Над Старым Городом долго неслись воздыхания Ахиллы: он, утешник и забавник, чьи кантаты и веселые окрики внимал здесь всякий с улыбкой, он сам, согрешив, теперь стал молитвенником, и за себя и за весь мир умолял удержать праведный гнев, на нас движимый!

 

О, какая разница была уж теперь между этим Ахиллой и тем, давним Ахиллой, который, свистя, выплыл к нам раннею зарей по реке на своем красном жеребце!

 

Тот Ахилла являлся свежим утром после ночного дождя, а этот мерцает вечерним закатом после дневной бури.

 

Старый Туберозов с качающеюся головой во все время молитвы Ахиллы сидел, в своем сером подрясничке, на крыльце бани и считал его поклоны. Отсчитав их, сколько разумел нужным, он встал, взял дьякона за руку, и они мирно возвратились в дом, но дьякон, прежде чем лечь в постель, подошел к Савелию и сказал:

 

– Знаете, отче: когда я молился…

 

– Ну?

 

– Казалося мне, что земля была трепетна.

 

– Благословен господь, что дал тебе подобную молитву!

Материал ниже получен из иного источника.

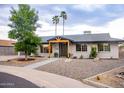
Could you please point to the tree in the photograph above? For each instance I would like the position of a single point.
(55, 20)
(64, 17)
(23, 25)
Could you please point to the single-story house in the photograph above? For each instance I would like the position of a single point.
(80, 45)
(7, 47)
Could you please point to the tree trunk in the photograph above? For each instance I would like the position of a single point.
(55, 29)
(63, 26)
(26, 56)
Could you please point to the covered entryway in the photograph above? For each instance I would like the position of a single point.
(63, 46)
(63, 50)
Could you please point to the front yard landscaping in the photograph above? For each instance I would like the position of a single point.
(110, 78)
(20, 62)
(80, 69)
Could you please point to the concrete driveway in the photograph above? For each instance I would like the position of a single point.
(43, 79)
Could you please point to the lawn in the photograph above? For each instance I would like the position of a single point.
(18, 61)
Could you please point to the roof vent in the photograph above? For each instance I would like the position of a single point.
(87, 32)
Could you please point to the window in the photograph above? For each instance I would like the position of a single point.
(45, 49)
(78, 47)
(104, 47)
(81, 47)
(84, 47)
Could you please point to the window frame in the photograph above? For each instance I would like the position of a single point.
(104, 47)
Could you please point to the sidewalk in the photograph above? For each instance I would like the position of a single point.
(43, 79)
(36, 65)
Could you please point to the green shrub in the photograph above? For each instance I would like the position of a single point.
(56, 54)
(81, 57)
(93, 53)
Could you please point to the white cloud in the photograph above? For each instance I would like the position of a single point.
(115, 28)
(89, 7)
(59, 9)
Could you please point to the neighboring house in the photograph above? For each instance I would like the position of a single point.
(77, 45)
(7, 47)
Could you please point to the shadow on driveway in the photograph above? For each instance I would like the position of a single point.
(11, 81)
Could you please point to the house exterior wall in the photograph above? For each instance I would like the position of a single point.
(113, 53)
(7, 50)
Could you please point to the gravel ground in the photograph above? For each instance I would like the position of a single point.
(81, 68)
(15, 62)
(11, 81)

Ляг теперь с миром и спи, – отвечал протопоп, и они мирно заснули.

 

Но Ахилла, проснувшись на другой день, ощутил, что он как бы куда-то ушел из себя: как будто бы он невзначай что-то кинул и что-то другое нашел. Нашел что-то такое, что нести тяжело, но с чем и нельзя и неохота расставаться.

 

Это был прибой благодатных волн веры в смятенную и трепетную душу.

 

Ей надо было болеть и умереть, чтобы воскреснуть, и эта святая работа совершалась.

 

Немудрый Ахилла стал мудр: он искал безмолвия и, окрепнув, через несколько дней спросил у Савелия:

 

– Научи же меня, старец великий, как мне себя исправлять, если на то будет божия воля, что я хоть на малое время останусь один? Силой своею я был горд, но на сем вразумлен, и на нее больше я не надеюсь…

 

– Да, был могуч ты и силен, а и к тебе приблизится час, когда не сам препояшешься, а другой тебя препояшет, – ответил Савелий.

 

– А разум мой еще силы моей ненадежней, потому что я, знаете, всегда в рассуждении сбивчив.